When watching Spotlight last week, a certain phrase kept coming up. A phrase repeated over and over, not just in the movie, but in more recent news too – the Franken situation and the President’s Club dinner horrorshow.
But they do so much good [in the community/at their job/for the children] said not as a denial that the accusations could be true, but as a dismissal, as an excuse, or even a warning to look the other way, say nothing, do nothing, don’t rock the boat. The implication is that the good these people/organisations do offsets the pain, distress and damage they cause. That the lives and souls they help outweigh the lives injured, destroyed or lost to the evils they commit.
Of course, it’s not the victims making this choice. Those uttering the phrase, those rallying around the offenders are not only not the victims, they’re never likely to be the victims. It may be white people pleading that someone be spared from the loss of their job because of “a few racist remarks”, because that person gives a lot to charity. The men and women who cajoled, bullied and kept people quiet about the Church hiding those who preyed on children – safe themselves by being well out of childhood. The men who come out of the woodwork when a prominent man is accused of sexual harassment or even rape. It’s never their sacrifice, though they’ll play the martyr, claiming that the burden of knowing but keeping it quiet for the greater good is somehow equivalent to what the true victims suffer.

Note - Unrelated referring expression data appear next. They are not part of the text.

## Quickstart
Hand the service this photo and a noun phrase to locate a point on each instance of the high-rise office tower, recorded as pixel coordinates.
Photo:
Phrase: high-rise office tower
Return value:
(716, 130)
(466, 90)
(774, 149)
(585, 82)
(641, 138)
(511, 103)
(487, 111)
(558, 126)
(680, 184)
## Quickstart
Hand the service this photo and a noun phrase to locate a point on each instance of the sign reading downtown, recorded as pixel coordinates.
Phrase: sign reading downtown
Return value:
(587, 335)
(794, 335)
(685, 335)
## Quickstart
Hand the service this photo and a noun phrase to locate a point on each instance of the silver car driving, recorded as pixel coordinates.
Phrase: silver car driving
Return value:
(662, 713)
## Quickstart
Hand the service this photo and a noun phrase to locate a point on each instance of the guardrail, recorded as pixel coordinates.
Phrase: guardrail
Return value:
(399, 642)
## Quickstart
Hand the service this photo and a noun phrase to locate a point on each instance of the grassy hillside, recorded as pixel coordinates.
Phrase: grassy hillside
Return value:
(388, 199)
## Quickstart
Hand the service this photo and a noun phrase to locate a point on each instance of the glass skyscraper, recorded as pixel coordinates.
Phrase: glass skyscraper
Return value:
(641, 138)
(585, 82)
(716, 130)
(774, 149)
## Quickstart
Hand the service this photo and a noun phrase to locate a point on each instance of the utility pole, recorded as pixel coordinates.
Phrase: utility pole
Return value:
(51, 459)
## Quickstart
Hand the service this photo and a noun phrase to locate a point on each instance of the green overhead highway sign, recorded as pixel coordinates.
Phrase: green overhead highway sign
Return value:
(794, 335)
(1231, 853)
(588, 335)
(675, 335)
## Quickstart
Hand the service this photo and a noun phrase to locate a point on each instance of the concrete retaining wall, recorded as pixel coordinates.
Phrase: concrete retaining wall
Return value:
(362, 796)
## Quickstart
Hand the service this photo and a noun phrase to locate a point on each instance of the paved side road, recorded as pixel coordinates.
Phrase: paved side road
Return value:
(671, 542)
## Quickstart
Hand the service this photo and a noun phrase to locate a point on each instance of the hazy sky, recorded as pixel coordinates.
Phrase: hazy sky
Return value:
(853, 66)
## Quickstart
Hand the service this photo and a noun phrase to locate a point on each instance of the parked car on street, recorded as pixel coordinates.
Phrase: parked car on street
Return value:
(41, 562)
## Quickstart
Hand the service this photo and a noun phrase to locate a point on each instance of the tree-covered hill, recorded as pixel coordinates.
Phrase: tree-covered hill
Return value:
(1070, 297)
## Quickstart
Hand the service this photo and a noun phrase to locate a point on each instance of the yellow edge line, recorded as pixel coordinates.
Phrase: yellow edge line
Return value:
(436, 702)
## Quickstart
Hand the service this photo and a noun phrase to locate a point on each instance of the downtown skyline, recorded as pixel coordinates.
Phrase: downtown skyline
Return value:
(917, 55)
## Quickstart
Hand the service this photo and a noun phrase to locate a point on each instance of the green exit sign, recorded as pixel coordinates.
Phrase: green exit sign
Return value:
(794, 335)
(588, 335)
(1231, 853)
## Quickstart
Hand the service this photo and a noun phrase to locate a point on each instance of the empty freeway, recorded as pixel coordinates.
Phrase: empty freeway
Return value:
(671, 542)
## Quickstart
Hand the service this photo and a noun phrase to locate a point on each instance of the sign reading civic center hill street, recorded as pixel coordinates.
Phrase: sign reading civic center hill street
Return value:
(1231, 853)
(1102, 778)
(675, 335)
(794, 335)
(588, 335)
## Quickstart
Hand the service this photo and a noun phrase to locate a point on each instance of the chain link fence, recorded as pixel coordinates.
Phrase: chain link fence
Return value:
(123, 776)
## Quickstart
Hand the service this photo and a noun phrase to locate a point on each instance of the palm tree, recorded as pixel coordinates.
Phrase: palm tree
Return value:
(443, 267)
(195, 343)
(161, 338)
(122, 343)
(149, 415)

When does the “greater good” outweigh the costs? Does it ever? When do we get to say “it doesn’t matter what happened to you, X is too good, too important. You must suffer for us all.”? It’s easy to say that the answer should be “never”, but we say it all the time. The more embedded the perpetrators are in our infrastructure and the more different the victims are from us, the easier it seems to be to say.
It’s not even safe to say “well, the victim should decide”, because it’s almost never a free choice. Victims aren’t the ones with power. Hurt does not breed strength. They may not fight back, not because they want to protect the good that X does, but because they are too tired, too hurt, too scared.
So where is the line? What balances the scales, and who gets to set them up in the first place? The only certainty is that the way we do it now isn’t near to good enough.